Eight of the 10 largest companies in the world by revenue make their money by sucking oil out of the ground. Clearly, it's an industry with huge pots of gold but, on the flip side, the risks are so big and difficult to manage that even the largest oil majors are just a step away from financial ruin.
As a result, chief financial officers working in the industry face an extraordinary set of challenges, from attempting to mitigate that huge bucket of risk to managing capital projects with a budget that can often resemble the GDP of a small European country. It's certainly not for the faint hearted.
As an oil industry veteran of more than 30 years, James Dewar is in a better position than most to talk about some of those challenges. Having spent 27 years with BP in a variety of senior finance roles, Dewar went on to become the group CFO of Dana gas, the largest publically owned oil and gas company in the Middle East, before taking on his current board roles at Canada-based East West Petroleum and Nigeria-based Seven Energy.
As a result, he's experienced all aspects of the industry – refining and marketing, trading, petrochemicals, retail and exploration and production (E&P); as well as several different regions.
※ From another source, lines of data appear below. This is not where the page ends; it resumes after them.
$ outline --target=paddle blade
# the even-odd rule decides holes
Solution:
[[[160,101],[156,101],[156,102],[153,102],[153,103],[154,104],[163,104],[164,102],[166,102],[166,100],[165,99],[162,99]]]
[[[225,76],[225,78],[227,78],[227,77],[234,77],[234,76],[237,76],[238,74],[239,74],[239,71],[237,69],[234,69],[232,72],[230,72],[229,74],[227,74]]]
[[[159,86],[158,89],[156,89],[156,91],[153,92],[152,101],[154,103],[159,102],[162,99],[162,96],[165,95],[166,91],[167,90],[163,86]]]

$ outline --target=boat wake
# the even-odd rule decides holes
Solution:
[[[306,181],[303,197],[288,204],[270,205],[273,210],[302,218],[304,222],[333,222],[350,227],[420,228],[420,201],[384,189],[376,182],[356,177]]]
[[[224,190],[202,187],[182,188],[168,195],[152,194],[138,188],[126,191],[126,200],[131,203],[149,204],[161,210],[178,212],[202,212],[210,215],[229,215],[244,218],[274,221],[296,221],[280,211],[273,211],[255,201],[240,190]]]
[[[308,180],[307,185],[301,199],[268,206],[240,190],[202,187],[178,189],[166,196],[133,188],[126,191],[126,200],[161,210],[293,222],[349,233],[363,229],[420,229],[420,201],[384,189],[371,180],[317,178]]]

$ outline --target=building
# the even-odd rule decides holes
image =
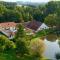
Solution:
[[[36,20],[26,22],[24,26],[29,28],[29,29],[32,29],[33,32],[38,32],[40,30],[49,28],[45,23],[41,23],[41,22],[36,21]]]
[[[6,37],[8,37],[9,39],[13,39],[15,34],[16,34],[16,31],[13,32],[11,30],[2,30],[0,31],[2,33],[2,35],[5,35]]]
[[[12,39],[17,32],[16,25],[17,24],[14,22],[0,23],[0,32],[7,36],[9,39]]]
[[[16,23],[14,22],[4,22],[0,23],[0,31],[1,30],[11,30],[15,31],[16,30]]]
[[[49,27],[45,23],[42,23],[41,26],[37,29],[37,31],[40,31],[40,30],[43,30],[43,29],[49,29]]]

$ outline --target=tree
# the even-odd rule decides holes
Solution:
[[[0,4],[0,22],[2,22],[2,20],[4,21],[4,13],[6,10],[7,10],[6,7]]]
[[[0,15],[4,14],[5,10],[6,10],[6,7],[2,4],[0,4]]]
[[[46,13],[48,14],[54,14],[57,9],[57,2],[50,1],[46,4]]]
[[[57,20],[56,20],[56,27],[57,27],[57,30],[60,30],[60,10],[58,9],[57,11],[57,16],[58,16],[58,18],[57,18]]]
[[[10,41],[7,37],[0,35],[0,52],[9,51],[15,48],[16,45],[13,41]]]
[[[27,46],[26,46],[26,38],[25,38],[25,32],[24,32],[24,28],[23,25],[20,24],[15,40],[16,40],[16,51],[17,54],[20,54],[21,56],[23,56],[24,54],[26,54],[28,52]]]
[[[43,22],[43,13],[39,9],[35,9],[33,13],[33,18],[37,21]]]
[[[14,10],[7,10],[4,13],[4,18],[5,18],[4,22],[6,22],[6,21],[19,22],[20,14]]]
[[[31,41],[30,52],[32,55],[42,58],[42,53],[44,52],[44,49],[45,49],[45,45],[43,40],[35,39]]]
[[[45,18],[45,23],[50,26],[56,26],[56,21],[57,21],[57,16],[56,14],[49,14],[46,18]]]
[[[6,6],[7,9],[14,9],[17,5],[16,2],[3,2],[2,3],[4,6]]]

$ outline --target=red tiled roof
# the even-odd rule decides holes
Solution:
[[[0,23],[0,27],[15,27],[16,23],[14,22],[4,22],[4,23]]]

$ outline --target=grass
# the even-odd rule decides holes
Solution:
[[[47,59],[39,59],[33,56],[24,56],[17,58],[16,55],[0,53],[0,60],[47,60]]]
[[[0,60],[20,60],[17,58],[15,50],[0,52]]]
[[[12,53],[0,53],[0,60],[17,60],[17,58]]]
[[[0,60],[37,60],[36,58],[30,56],[24,56],[17,58],[16,55],[0,53]]]
[[[47,34],[49,34],[52,30],[49,30],[49,29],[45,29],[45,30],[41,30],[39,32],[37,32],[34,36],[34,38],[37,38],[37,37],[43,37],[43,36],[46,36]]]
[[[57,36],[55,30],[46,29],[46,30],[42,30],[42,31],[37,32],[36,35],[34,36],[34,38],[42,38],[42,40],[47,38],[47,40],[53,42],[58,38],[58,36]]]

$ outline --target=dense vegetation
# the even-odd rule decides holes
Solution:
[[[15,2],[0,2],[0,22],[31,20],[45,22],[48,26],[57,26],[59,29],[60,1],[50,1],[37,7],[18,6]]]
[[[31,20],[44,22],[50,29],[39,31],[33,37],[27,36],[24,26],[19,25],[14,39],[9,40],[3,35],[0,36],[1,60],[44,60],[42,59],[43,41],[32,40],[32,37],[42,37],[50,33],[60,34],[60,2],[50,1],[46,5],[38,7],[17,6],[16,3],[0,2],[0,22]]]
[[[0,2],[0,22],[21,20],[30,21],[38,20],[44,22],[45,18],[50,14],[56,14],[59,16],[59,2],[48,2],[44,6],[32,7],[32,6],[17,6],[16,3]],[[54,17],[53,17],[54,18]]]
He has, in his own words, been around the block a few times.
Dewar sees the current climate – with sustained oil prices in the region of $90 - $130 a barrel – as having both positive and negative effects. "It represents opportunities and challenges," he says.
"The opportunities are that some of the [projects] in the past that were not deemed to be commercial ... become commercial. [But] it also brings challenges, in that when oil prices are high, the contractors who are in that space tend to be in high demand as well. There's a natural inflation."
But the high oil price has had another unwelcome by-product – the long arm of the taxman. Bruised by a slowing economy, an embattled high street and rising unemployment, chancellor George Osborne has had to be a little more creative in the search for the billions of pounds required to fill the gap in the UK's finances and, as a result, his head has been turned by the riches on offer in the North Sea.
A double edged sword
The introduction of a tax hike from 20 percent to 32 percent on production may have seemed like a good idea at the time, but the instant kickback from the industry, which saw ConocoPhillips, Total and ExxonMobil put up for sale at least some of their North Sea assets and Statoil halt work on two major projects, suggested otherwise.
The events illustrated a couple of points very well – the oil industry doesn't like to be pushed around, by anyone; and the capital projects that oil majors enter into are hugely complex, with even small changes in financial circumstance threatening to render some projects unviable.
"If you were to speak to the top E&P companies looking to do business in the UK, they would say – I think – that the high oil price is great but the government needs to look at the overall tax and royalty take," says Dewar. "If they make it more of an incentive for the companies to invest, then they could create some growth and employment in the UK. These conversations need to take place."